Study Reveals Widespread Misconceptions About Food’s Environmental Impact

Introduction

Environmental scientists have long known that dietary choices significantly influence greenhouse-gas emissions, biodiversity loss, and freshwater use. Yet policy efforts to shift consumption patterns have stumbled over a simple question: do consumers actually understand which foods are the most harmful? A new peer-reviewed study led by the University of Nottingham’s School of Psychology suggests the answer is a resounding “no.”

Using an interactive online task, researchers asked 168 UK adults to classify 40 common supermarket items—ranging from beef burgers to almonds—according to perceived environmental impact. When the participants’ personal rankings were compared with life-cycle assessment data, large and consistent gaps emerged. These misperceptions, the authors argue, undermine voluntary sustainability pledges and complicate eco-labeling initiatives slated for rollout across Europe.

Why Food Footprints Matter

Food systems account for roughly one-third of global anthropogenic greenhouse-gas emissions. Agriculture drives 80 percent of deforestation and is the single largest consumer of freshwater. While technological efficiencies can curb some impacts, modelling work by the EAT-Lancet Commission shows that dietary change is indispensable for meeting both climate targets and nutritional needs. Accurate consumer perception is therefore a prerequisite for market-based shifts toward lower-impact eating patterns.

Study Design and Methodology

Participants were recruited through the UK-representative Prolific platform. After completing a short demographic survey, they entered a drag-and-drop interface where they arranged 40 product cards into self-defined impact categories (e.g., “Low,” “Medium,” “High,” or more granular bins). Products spanned fresh produce, animal proteins, plant proteins, and ultra-processed convenience foods. Next, the software revealed the scientifically estimated cradle-to-grave impacts—shown as CO₂-equivalents per kilogram—and participants indicated whether each value was “higher,” “about what I expected,” or “lower” than anticipated. Finally, they stated their intention to increase, maintain, or decrease future purchases of each item.
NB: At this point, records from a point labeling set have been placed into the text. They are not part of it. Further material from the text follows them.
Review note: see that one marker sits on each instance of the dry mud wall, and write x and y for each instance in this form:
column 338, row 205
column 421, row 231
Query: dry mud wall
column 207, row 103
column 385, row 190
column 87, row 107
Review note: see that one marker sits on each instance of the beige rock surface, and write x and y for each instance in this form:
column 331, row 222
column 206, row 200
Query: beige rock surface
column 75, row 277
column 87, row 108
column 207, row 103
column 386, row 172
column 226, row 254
The researchers then performed a principal-component analysis to uncover the mental models guiding perceptions. Two latent factors explained over 70 % of variance:

  • Animal vs. plant origin – People reflexively ranked animal products as worse.
  • Degree of processing – Highly processed foods were assumed to carry larger footprints, regardless of underlying ingredients.

Key Findings

1. Overestimation of Processed Plant Foods

Items such as meat-free ready meals and oat milk desserts were consistently placed in the highest impact tier, despite having moderate footprints relative to animal products. The “processing heuristic” appeared to override ingredient-based reasoning.

2. Underestimation of Water-Intensive Crops

Many participants ranked almonds, avocados, and olive oil as environmentally benign. In reality, tree nuts require large amounts of irrigation water and generate 2–6 kg CO₂-eq kg⁻¹—comparable to chicken meat.

3. Beef Blind Spot

Although beef was correctly identified as high-impact, the magnitude of its footprint (≈ 60 kg CO₂-eq kg⁻¹) surprised 84 % of respondents. Poultry, by comparison, averages 6 kg CO₂-eq kg⁻¹, a ten-fold difference that participants underestimated by roughly half.
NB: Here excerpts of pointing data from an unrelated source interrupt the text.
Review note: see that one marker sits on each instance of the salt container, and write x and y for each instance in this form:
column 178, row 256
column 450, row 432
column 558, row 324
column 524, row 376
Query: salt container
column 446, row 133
4. Binary Plant–Animal Thinking

Within-category distinctions were weak. Respondents rarely differentiated between cheese (≈ 21 kg CO₂-eq kg⁻¹) and eggs (≈ 4 kg CO₂-eq kg⁻¹), grouping both simply as “animal.”

5. Intention to Change

Surprise predicted behavioural intention: items whose impacts were higher than expected (beef, nuts) elicited the strongest stated willingness to reduce consumption.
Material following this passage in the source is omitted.